Orbán conceded, with tears in his eyes, saying: “However it turned out, we will serve our country and the Hungarian nation from the opposition.”
A jubilant Magyar, theatrically clutching a Hungarian flag, stepped onto a stage on the banks of the River Danube to the strains of Frank Sinatra’s “My Way” as his supporters cheered and popped Champagne corks. “Together, we have liberated Hungary,” he said.
With such an emphatic margin of victory, Magyar will secure a supermajority in parliament that will allow him to change the constitution and unravel key pillars of Orbán’s “illiberal democracy” — demolishing the former prime minister’s tight control over the judiciary, state companies and the media.

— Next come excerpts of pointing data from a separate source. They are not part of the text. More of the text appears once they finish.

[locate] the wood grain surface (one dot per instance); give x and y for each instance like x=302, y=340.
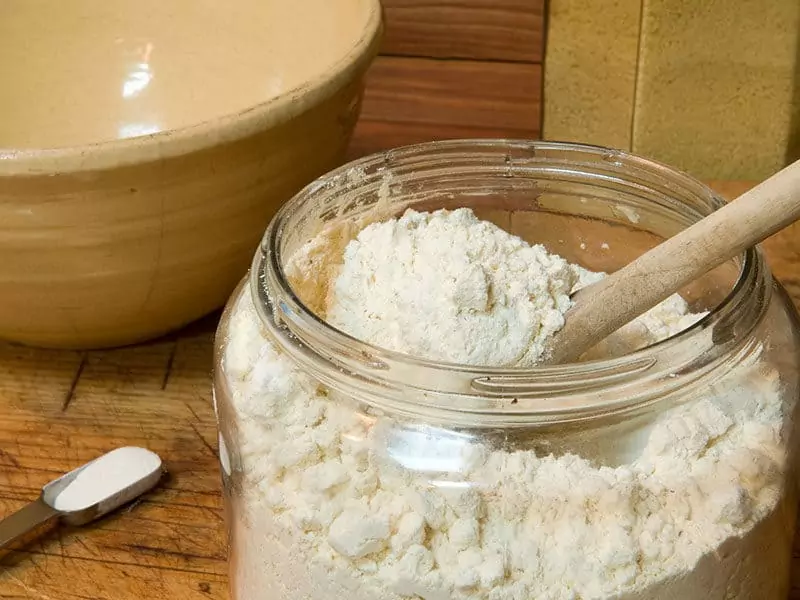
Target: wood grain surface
x=504, y=30
x=61, y=409
x=411, y=100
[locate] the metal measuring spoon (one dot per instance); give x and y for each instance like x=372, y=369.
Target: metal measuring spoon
x=120, y=491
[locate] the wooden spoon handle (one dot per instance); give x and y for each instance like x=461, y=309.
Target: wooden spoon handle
x=607, y=305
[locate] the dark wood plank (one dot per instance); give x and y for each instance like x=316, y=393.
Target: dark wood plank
x=510, y=30
x=412, y=100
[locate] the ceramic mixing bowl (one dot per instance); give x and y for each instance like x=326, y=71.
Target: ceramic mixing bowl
x=144, y=146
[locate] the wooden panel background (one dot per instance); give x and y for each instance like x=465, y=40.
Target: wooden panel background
x=454, y=69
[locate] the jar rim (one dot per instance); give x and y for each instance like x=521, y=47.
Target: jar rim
x=334, y=356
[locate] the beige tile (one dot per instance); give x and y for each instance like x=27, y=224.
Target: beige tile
x=717, y=85
x=590, y=67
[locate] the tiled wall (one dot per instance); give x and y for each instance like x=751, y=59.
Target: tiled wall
x=711, y=86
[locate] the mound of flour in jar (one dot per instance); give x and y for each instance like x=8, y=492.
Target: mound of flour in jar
x=337, y=503
x=448, y=286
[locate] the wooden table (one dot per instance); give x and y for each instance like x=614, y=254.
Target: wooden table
x=61, y=409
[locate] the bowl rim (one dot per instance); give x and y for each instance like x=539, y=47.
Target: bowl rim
x=168, y=143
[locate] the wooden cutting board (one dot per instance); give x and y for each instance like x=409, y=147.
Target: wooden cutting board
x=61, y=409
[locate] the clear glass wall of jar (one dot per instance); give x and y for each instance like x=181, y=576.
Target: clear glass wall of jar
x=352, y=472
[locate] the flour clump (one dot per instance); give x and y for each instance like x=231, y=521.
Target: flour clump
x=336, y=500
x=447, y=286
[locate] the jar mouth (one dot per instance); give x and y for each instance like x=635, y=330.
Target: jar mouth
x=387, y=182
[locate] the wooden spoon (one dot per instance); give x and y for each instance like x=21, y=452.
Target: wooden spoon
x=603, y=307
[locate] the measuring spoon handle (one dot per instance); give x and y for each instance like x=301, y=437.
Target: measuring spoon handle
x=24, y=520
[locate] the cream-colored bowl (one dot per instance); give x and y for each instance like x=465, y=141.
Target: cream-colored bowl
x=144, y=146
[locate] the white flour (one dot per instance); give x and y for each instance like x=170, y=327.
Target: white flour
x=340, y=505
x=106, y=476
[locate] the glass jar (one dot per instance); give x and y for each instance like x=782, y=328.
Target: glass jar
x=353, y=472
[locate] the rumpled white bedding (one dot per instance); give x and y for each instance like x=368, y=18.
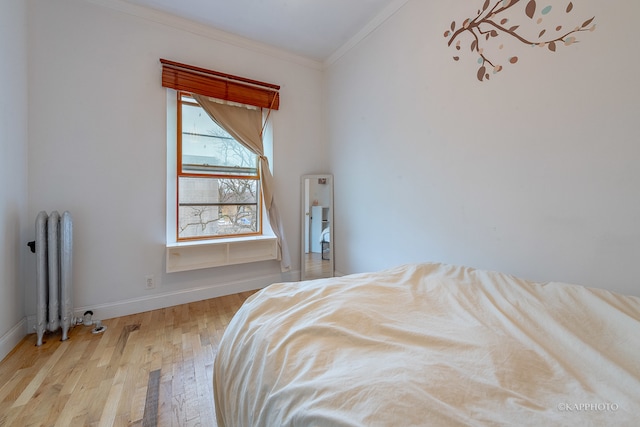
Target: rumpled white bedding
x=430, y=345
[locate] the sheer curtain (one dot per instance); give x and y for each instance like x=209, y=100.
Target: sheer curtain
x=245, y=125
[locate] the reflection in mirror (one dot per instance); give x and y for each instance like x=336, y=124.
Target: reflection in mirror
x=317, y=227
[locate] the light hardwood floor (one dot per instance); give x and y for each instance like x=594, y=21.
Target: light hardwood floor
x=152, y=368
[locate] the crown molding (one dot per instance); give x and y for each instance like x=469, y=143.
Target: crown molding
x=190, y=26
x=377, y=21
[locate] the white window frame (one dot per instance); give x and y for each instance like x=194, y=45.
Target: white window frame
x=214, y=252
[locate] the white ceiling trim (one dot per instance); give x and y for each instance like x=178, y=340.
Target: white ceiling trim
x=378, y=20
x=188, y=25
x=184, y=24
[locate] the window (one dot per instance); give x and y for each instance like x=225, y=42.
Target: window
x=218, y=191
x=218, y=180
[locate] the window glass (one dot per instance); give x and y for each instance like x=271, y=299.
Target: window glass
x=218, y=182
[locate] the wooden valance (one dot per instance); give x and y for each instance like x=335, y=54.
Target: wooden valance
x=219, y=85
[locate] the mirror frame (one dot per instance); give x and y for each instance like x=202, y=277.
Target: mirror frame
x=304, y=275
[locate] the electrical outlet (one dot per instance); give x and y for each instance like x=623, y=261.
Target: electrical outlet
x=150, y=282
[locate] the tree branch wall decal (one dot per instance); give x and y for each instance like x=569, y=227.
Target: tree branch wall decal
x=507, y=20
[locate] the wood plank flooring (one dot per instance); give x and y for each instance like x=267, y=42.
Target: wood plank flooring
x=147, y=369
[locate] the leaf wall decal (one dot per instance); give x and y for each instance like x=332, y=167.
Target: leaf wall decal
x=587, y=22
x=530, y=10
x=481, y=72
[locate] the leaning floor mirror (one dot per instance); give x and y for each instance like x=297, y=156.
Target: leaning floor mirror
x=317, y=227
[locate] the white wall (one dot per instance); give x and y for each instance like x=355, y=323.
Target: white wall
x=97, y=127
x=13, y=170
x=534, y=172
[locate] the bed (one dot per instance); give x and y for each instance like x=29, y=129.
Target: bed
x=430, y=344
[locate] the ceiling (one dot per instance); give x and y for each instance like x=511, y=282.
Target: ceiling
x=311, y=28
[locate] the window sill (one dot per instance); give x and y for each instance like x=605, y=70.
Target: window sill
x=185, y=256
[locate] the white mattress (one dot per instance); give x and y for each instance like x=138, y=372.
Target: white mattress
x=432, y=345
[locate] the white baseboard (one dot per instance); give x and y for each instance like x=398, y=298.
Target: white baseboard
x=11, y=339
x=169, y=299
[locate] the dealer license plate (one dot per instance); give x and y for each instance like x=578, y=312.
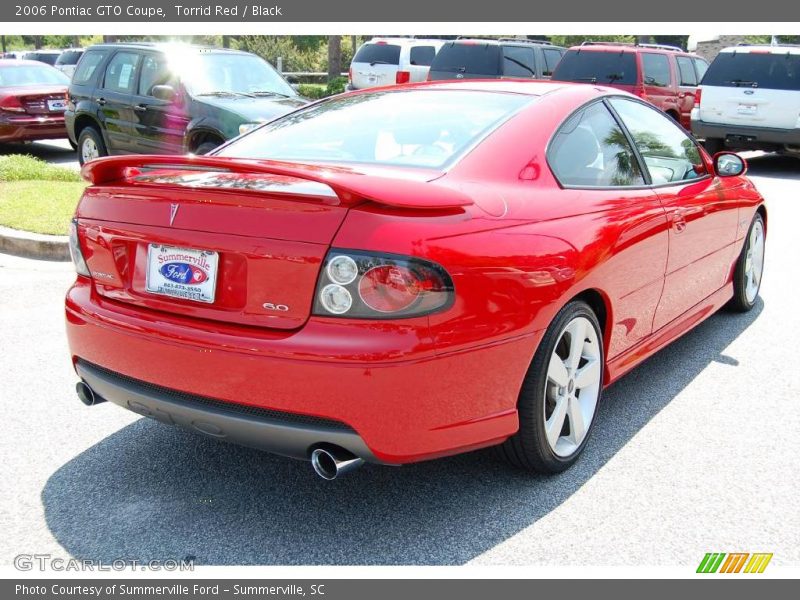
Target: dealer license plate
x=182, y=272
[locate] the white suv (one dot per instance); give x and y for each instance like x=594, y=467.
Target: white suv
x=749, y=99
x=389, y=61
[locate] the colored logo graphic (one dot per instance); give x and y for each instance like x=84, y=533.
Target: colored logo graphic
x=183, y=273
x=735, y=562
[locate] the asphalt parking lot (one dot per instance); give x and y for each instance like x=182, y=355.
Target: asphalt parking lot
x=695, y=451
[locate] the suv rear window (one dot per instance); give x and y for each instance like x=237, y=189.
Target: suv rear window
x=597, y=67
x=745, y=69
x=87, y=67
x=69, y=57
x=422, y=55
x=379, y=54
x=477, y=59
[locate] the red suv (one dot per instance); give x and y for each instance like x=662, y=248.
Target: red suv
x=665, y=76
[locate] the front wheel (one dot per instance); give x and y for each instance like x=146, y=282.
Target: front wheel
x=749, y=268
x=560, y=394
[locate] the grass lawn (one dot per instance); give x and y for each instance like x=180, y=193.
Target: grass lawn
x=36, y=196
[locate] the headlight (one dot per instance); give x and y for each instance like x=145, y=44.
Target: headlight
x=368, y=285
x=75, y=250
x=245, y=127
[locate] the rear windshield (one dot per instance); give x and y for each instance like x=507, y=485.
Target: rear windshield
x=378, y=54
x=476, y=59
x=421, y=128
x=69, y=57
x=747, y=69
x=48, y=59
x=31, y=75
x=593, y=66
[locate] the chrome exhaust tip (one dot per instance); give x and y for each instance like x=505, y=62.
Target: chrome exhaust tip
x=329, y=463
x=87, y=395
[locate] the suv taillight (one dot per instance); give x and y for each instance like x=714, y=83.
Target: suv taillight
x=370, y=285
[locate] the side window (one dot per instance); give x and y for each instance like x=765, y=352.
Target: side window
x=669, y=154
x=87, y=66
x=656, y=69
x=686, y=70
x=702, y=67
x=422, y=55
x=590, y=149
x=551, y=59
x=518, y=62
x=155, y=71
x=121, y=72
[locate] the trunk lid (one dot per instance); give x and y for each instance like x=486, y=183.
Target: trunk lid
x=254, y=239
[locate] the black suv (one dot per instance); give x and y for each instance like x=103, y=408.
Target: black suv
x=169, y=99
x=495, y=59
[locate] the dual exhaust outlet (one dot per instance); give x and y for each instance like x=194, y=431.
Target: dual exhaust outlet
x=328, y=462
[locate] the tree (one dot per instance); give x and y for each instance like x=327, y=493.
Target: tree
x=334, y=57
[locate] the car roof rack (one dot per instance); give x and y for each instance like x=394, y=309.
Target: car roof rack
x=635, y=45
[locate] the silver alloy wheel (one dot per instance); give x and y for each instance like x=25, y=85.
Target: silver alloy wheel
x=574, y=376
x=89, y=149
x=754, y=261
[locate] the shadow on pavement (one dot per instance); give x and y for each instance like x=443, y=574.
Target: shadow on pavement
x=150, y=491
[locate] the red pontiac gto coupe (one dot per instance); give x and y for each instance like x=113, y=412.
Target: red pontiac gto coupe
x=410, y=272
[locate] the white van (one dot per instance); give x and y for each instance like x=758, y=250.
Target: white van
x=390, y=61
x=749, y=99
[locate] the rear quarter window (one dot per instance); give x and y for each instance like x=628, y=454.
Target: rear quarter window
x=87, y=67
x=378, y=54
x=478, y=59
x=762, y=70
x=597, y=66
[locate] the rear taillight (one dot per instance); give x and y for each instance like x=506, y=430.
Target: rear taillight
x=75, y=250
x=364, y=285
x=11, y=104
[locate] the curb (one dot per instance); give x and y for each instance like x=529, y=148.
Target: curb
x=34, y=245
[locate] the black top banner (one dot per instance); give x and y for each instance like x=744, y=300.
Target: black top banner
x=361, y=11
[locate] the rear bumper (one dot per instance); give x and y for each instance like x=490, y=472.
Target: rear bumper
x=737, y=136
x=280, y=433
x=22, y=129
x=397, y=400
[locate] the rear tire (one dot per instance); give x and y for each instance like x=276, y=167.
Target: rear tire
x=90, y=145
x=749, y=268
x=713, y=145
x=560, y=394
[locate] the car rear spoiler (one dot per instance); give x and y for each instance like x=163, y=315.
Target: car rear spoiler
x=347, y=184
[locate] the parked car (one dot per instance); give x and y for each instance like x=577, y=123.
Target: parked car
x=751, y=100
x=398, y=275
x=32, y=101
x=169, y=99
x=68, y=60
x=665, y=76
x=495, y=59
x=48, y=57
x=388, y=61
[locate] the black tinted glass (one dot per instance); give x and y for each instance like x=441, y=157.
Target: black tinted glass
x=477, y=59
x=747, y=69
x=378, y=53
x=597, y=67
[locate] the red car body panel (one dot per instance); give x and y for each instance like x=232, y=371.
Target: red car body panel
x=517, y=246
x=35, y=121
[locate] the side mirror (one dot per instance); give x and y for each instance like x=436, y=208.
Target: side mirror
x=164, y=92
x=728, y=164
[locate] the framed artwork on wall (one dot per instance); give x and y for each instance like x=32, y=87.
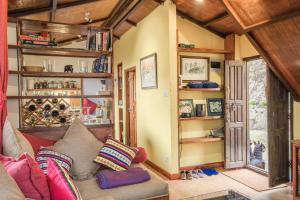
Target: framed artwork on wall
x=186, y=108
x=215, y=107
x=194, y=68
x=149, y=71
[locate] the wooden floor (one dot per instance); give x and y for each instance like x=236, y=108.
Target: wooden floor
x=189, y=188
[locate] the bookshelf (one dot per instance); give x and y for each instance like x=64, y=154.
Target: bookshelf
x=69, y=96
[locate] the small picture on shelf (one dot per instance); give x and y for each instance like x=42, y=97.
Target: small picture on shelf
x=215, y=107
x=186, y=108
x=194, y=68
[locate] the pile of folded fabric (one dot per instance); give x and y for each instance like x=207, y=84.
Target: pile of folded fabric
x=208, y=84
x=110, y=179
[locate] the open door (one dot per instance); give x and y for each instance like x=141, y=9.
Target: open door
x=278, y=128
x=235, y=115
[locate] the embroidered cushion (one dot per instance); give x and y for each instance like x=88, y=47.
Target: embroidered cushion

Declaring that “the regime is over” and that Hungary will again be “a strong ally in the EU and NATO,” he called for a raft of top-level resignations to clean up up the state, including the presidents of the supreme court, the judicial council, the state audit office, the competition authority and the media authority.
Crucially, he also called for Hungary’s President Tamás Sulyok, who has powers to veto legislation and send it back to parliament, to step down.
An enthusiastic crowd chanted “Europe, Europe,” as “We are the Champions” blasted through the streets nearby. “Hungarians said yes to Europe today, they said yes to a free Hungary,” Magyar declared from the stage by the river.
Magyar announced his first foreign trip would be to Poland, his second to Austria, and his third to Brussels “to get the funds that the Hungarians deserve” — a reference to the billions of euros of EU cash frozen because of Orbán’s democratic backsliding.
Orbán’s departure will come as a huge relief to the EU, whose systemic weaknesses he has exposed and exploited for years, most recently by helping Putin block €90 billion of European support to Ukraine. Magyar has not specifically declared whether he will remove Hungary’s veto on the cash for Ukraine, but spoke more generally on Sunday night about clarifying “outstanding issues” with European neighbors.
A gleeful European Commission President Ursula von der Leyen announced: “Europe’s heart is beating stronger in Hungary tonight.”
A heavy loss for the Hungarian premier also delivers a painful blow to Trump’s MAGA movement, which has viewed Orbán as a talismanic trailblazer for its own brand of anti-immigrant, Christian-oriented nationalism.
Trump offered several personal endorsements before the race — backed up by visits from Secretary of State Marco Rubio and Vice President JD Vance — but could do nothing to swing a contest that was shaped by growing public frustration over Hungary’s ailing economy, and the corruption and cronyism associated with Orbán.
Brussels officials have long accused Orbán of undermining key institutions of Hungarian democracy — from the judiciary to the media — and of helping Putin block vital EU support to Kyiv, but the 27-nation bloc largely failed to tame his influence as its chief wrecker and disrupter.
Looking to quickly reset ties with Budapest, French President Emmanuel Macron rang Magyar to congratulate him. “France salutes a victory of democratic participation, and of the Hungarian people’s attachment to the values of the European Union, and for Hungary in Europe,” he said on X.
German Chancellor Friedrich Merz invited Magyar join “forces for a strong, secure and, above all, united Europe.”
A relieved Ukrainian President Volodymyr Zelenskyy — who has often been obstructed by the Kremlin-aligned Orbán — congratulated Magyar and said Ukrainians were “ready to advance our cooperation with Hungary.”
It is highly significant that Magyar’s Tisza party is now heading for a two-thirds supermajority.
That would allow Tisza to deliver on the judicial reforms required to regain access to frozen EU funds and to undo years of democratic backsliding under Orbán. The party would also be able to remove Fidesz loyalists from key positions, including the president and the chief of the Constitutional Court, which could otherwise torpedo the new government’s laws.
With this two-thirds majority, the government could kill off the structures that keep 80 percent of media under Fidesz’s influence, reclaim state assets handed to Orbán-aligned foundations and think tanks, and rewrite election rules long skewed to make it difficult for any contender to remove a party from power, paving the way for a return to democratic pluralism.